Para Rodrigo Lobato, que reconhece o pensamento eugenista do avô, o que interessa são as previsões presentes na obra. “O Lobato era neto do Visconde de Tremembé, fazendeiro que possuía escravos em sua propriedade. Portanto, Lobato conviveu com os escravos. Sei que eles tiveram várias empregadas descendentes de escravos. A questão da eugenia, naquela época, já causava polêmica e vai causar sempre. O que interessa neste momento é o caráter profético da obra.”
Na contramão daqueles que classificam a obra como racista está a professora de inglês Telma Mc Leod, que possui um exemplar de “O Presidente Negro” datado de 1945, herdado do pai, Leonidas Casal.

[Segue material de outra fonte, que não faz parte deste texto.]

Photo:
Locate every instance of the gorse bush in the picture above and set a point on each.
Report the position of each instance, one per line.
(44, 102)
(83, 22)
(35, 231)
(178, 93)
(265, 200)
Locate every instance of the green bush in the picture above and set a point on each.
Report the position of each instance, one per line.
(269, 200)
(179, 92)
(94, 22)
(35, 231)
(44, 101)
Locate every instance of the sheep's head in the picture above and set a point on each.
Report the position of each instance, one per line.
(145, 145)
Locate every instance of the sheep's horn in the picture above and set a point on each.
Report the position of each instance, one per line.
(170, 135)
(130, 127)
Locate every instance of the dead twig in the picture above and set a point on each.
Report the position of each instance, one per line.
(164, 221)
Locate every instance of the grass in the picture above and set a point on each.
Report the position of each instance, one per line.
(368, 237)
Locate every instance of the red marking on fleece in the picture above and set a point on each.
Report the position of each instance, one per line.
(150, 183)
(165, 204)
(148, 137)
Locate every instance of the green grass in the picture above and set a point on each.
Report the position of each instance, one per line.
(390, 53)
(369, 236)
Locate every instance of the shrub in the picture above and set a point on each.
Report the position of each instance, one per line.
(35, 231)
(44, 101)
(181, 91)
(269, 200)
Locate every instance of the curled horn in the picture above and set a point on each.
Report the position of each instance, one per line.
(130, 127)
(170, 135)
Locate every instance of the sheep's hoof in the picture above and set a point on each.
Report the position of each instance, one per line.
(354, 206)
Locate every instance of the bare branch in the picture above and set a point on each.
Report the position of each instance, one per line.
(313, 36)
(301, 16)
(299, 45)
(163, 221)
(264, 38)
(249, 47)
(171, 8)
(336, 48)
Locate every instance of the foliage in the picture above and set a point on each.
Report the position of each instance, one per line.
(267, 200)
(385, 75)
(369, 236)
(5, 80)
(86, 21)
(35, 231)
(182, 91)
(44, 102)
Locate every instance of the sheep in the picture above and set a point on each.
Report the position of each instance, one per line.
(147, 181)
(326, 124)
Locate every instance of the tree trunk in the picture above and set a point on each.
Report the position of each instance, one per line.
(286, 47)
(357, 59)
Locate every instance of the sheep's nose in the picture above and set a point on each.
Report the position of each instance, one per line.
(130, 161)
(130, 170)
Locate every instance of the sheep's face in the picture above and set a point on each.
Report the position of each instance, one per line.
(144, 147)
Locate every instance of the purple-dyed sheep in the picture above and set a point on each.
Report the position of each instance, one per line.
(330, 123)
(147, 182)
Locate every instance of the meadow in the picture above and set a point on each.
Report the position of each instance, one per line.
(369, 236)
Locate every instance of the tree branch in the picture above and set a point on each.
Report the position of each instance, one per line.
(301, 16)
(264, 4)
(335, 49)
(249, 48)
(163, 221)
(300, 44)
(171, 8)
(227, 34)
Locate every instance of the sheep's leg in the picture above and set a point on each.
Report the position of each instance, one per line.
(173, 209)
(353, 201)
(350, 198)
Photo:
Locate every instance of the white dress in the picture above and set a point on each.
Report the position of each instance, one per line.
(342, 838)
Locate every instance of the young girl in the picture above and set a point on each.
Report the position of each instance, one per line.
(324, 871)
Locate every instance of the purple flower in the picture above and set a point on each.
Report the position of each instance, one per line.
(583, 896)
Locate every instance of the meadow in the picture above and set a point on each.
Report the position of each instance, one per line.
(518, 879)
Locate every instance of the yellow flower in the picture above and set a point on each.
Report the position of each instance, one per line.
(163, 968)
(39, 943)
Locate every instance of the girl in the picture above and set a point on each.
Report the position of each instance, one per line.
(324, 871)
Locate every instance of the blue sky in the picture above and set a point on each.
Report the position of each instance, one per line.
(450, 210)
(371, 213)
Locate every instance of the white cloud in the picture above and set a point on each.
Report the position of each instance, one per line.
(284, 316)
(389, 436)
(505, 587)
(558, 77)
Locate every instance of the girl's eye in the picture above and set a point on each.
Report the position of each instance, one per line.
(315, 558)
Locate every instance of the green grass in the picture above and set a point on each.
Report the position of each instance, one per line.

O livro possui 198 páginas e foi lançado pela editora Clube do Livro e como consta nas primeiras páginas foi “graciosamente” cedido pelo escritor à editora. “A obra não possui chavões e tira-nos do lugar comum. Não há pieguice no desfecho e mostra que a ação humana pode acarretar conseqüências inimagináveis. É preciso lê-la sem idéias preconcebidas”, destaca Telma, que teve contato com a história aos 18 anos e faz recomendações positivas. “Lobato é atualíssimo e profético, fala sobre o feminismo e até previu a internet. Há 70 anos já falava em preservação da natureza. Ele aponta que pode haver um mundo melhor.”